Looking back, in 2009 Fidor Bank was granted a full European banking licence. “When we approach an issue we ask ourselves, ‘why can’t this be done any better’, or ‘is that really the final solution’, or if there is a segment like the crypto issue, ‘why is this not being executed by a normal bank?'” said Mr. Kröner about being ahead of other banks.
During the interview Mr. Kröner called bitcoin “a natural part of the digital lifestyle”:
“We simply think that everything which is coming along with crypto or even bigger with the blockchain is a more or less a natural part of the digital environment or the digital lifestyle. It is, as always, not a good thing to ignore or exclude important parts of a certain lifestyle once your customers are executing this lifestyle.”

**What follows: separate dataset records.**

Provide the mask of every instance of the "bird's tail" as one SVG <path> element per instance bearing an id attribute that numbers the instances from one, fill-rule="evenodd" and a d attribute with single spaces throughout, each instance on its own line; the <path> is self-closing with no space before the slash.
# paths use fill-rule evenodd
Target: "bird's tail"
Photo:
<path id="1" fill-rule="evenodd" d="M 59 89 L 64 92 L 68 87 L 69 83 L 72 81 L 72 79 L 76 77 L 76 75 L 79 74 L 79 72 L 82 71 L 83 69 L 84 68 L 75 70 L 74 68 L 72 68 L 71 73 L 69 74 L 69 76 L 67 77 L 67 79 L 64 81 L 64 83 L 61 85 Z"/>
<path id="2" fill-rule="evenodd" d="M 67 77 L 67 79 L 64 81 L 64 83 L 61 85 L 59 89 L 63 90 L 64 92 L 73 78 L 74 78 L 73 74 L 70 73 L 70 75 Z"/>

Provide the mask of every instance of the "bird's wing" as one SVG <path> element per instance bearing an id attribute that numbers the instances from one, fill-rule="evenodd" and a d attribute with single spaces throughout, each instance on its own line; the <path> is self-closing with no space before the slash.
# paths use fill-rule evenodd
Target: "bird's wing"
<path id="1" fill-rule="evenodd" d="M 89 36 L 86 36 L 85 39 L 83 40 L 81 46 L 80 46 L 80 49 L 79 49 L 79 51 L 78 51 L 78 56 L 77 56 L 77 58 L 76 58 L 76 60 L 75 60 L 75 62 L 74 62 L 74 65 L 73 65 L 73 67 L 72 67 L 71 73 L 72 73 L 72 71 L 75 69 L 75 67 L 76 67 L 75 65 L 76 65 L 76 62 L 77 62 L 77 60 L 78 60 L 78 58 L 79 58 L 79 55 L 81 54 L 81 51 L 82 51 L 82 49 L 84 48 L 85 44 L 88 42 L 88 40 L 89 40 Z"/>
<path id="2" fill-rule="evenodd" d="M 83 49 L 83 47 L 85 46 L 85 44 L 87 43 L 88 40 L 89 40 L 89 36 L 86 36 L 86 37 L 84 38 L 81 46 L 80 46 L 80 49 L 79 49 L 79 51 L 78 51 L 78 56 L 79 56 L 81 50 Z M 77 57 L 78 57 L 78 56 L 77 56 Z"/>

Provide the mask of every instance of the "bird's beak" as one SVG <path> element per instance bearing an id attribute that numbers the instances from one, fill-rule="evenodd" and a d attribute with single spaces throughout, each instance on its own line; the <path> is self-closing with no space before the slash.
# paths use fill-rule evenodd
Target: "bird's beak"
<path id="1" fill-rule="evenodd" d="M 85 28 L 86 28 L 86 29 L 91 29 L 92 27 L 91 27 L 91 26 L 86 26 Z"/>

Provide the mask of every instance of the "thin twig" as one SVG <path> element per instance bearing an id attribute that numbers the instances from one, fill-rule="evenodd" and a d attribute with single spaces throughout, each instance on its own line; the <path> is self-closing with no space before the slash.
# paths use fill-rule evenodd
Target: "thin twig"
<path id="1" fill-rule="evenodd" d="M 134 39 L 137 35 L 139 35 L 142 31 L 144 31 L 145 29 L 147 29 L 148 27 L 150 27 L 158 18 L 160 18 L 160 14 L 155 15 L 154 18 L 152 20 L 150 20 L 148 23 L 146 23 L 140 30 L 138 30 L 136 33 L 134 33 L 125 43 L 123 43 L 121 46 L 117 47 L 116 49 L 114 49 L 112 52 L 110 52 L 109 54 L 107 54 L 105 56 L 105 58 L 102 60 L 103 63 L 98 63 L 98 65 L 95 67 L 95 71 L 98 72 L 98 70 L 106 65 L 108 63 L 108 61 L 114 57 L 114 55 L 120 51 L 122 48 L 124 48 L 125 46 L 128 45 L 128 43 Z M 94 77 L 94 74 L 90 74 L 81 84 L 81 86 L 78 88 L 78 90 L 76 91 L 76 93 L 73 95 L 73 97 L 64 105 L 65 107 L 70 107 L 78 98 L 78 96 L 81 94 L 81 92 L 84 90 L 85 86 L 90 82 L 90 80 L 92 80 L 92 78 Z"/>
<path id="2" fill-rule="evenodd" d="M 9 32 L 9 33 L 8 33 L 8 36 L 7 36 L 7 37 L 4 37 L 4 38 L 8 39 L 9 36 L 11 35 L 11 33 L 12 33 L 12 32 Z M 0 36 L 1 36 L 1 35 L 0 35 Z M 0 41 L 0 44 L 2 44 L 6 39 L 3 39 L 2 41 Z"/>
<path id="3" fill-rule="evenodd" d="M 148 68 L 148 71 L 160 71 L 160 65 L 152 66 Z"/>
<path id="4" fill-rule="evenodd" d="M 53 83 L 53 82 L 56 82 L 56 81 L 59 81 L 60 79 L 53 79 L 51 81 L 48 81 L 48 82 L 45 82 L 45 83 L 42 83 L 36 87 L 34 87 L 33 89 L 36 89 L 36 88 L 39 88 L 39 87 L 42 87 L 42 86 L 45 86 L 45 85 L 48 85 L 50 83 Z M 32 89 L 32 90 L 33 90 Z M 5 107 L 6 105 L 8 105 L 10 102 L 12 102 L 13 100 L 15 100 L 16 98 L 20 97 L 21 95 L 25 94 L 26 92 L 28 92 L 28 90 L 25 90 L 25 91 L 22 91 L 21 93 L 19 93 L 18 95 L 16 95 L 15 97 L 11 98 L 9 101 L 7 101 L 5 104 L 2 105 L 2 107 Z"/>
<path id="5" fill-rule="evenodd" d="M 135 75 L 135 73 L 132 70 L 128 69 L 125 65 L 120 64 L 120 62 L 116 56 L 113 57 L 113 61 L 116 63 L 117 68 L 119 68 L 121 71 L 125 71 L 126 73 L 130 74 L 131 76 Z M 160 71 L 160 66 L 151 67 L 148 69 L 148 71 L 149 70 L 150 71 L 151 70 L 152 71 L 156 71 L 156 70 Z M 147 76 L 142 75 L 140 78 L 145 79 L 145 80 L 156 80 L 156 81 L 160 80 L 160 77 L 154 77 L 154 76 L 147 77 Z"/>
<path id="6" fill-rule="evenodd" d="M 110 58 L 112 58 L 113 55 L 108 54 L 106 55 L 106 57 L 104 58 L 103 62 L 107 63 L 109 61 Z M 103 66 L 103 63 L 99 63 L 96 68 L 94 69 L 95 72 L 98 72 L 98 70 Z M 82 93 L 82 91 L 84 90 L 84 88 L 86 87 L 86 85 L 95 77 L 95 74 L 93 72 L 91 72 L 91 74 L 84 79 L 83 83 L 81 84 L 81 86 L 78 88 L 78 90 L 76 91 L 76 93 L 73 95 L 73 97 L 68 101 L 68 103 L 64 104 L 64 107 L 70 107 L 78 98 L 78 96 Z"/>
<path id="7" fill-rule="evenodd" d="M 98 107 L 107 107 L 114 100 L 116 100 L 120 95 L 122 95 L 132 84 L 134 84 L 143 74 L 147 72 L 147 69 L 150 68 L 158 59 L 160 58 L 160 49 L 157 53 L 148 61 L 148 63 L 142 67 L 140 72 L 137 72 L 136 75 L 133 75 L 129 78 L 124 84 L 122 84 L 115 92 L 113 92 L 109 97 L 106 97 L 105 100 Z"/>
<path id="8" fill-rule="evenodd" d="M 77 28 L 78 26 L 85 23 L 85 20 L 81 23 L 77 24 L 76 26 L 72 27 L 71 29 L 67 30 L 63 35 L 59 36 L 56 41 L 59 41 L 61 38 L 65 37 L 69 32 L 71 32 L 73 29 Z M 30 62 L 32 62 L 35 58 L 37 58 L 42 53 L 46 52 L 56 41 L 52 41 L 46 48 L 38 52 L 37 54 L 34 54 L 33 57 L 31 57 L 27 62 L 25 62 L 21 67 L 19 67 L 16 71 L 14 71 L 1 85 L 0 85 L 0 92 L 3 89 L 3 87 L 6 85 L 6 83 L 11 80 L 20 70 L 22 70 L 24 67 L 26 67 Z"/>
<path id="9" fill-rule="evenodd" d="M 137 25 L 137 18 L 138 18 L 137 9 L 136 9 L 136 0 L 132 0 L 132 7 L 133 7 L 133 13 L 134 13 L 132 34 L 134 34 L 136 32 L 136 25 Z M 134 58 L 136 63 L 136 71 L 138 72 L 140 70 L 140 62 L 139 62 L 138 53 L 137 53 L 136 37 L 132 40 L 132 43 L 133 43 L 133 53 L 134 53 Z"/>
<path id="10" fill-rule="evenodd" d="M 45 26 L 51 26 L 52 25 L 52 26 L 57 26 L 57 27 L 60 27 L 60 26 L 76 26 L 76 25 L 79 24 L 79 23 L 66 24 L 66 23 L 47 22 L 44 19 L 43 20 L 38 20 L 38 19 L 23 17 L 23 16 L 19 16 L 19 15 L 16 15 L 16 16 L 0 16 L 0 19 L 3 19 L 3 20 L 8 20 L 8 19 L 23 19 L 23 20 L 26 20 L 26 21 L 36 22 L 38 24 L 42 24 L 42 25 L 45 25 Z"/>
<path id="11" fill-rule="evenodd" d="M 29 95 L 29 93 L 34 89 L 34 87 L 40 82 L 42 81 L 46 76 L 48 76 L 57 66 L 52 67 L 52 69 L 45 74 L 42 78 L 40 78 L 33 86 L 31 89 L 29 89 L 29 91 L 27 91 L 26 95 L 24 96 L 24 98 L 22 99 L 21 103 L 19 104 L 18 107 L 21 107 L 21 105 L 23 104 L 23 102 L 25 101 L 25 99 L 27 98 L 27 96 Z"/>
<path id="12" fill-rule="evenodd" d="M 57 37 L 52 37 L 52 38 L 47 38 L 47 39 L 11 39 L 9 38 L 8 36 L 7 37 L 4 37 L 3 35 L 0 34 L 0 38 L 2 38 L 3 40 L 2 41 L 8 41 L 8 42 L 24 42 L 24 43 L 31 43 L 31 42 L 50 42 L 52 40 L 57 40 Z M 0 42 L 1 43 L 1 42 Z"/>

As said by Mr. Kröner, the regulators are “very fine with what we do, that we are supporting those businesses, or that we are servicing those businesses in a proper way”.
“This gives them [regulators], for the first time, a first-hand insight into what is actually happening in this industry,” he commented.
However, he added that it remains a huge step for regulators to allow a bank to hold Bitcoin “really in the account, in the sense of that this is depository money and this is on your balance sheet and in particular for the volatility reasons, they are afraid of the sustainability of this business”.
“Once the sustainability, or this doubted sustainability, is touching the balance sheet of a bank, this is where they get scared,” he stated. At the moment Fidor Bank has partnerships with bitcoin.de and US-based Bitcoin trading operation Kraken.
“Our partners want us to focus on them, which created the situation – not intended by us – that they are paying us for exclusivity. I would not say this is for eternity, but currently it’s the way it is,” said Mr. Kröner.
“I think this is for the sake of the customer isn’t – you can be sure this is not a kind of garage offer somewhere in a country you have never seen before, where you cannot be sure one day the management will not take the money and run,” commented Mr. Kröner meaning that a limit on partnering and the overall size of the bank’s operation at present is a good fit since it allows the regulators to monitor closely all digital currency activities at the bank and its exchange partners.
In contrast, Fidor Bank is in the process of coming to London, the presumed FinTech capital of the world: “We absolutely aim to be in the UK as a bank in 2015. That’s for sure.”
They say, the process has been immobilized by the big sponsor banks – Barclays, HSBC, Lloyds and RBS – not accepting Fidor Bank as a customer, so denying the challenger access to the UK’s payment system.
Mr. Kröner clarified the issue by saying it was about the speed of progress and not about a lack of support:
“If we say ‘let’s do this quickly’ we mean like in the next five minutes; if they [big agency banks] say we do it quickly they mean within the next five months. Which I absolutely understand – each of them is a big organisation. Besides the matter of speed, actually we are very satisfied with the process. It’s a step by step journey and they take it very seriously.”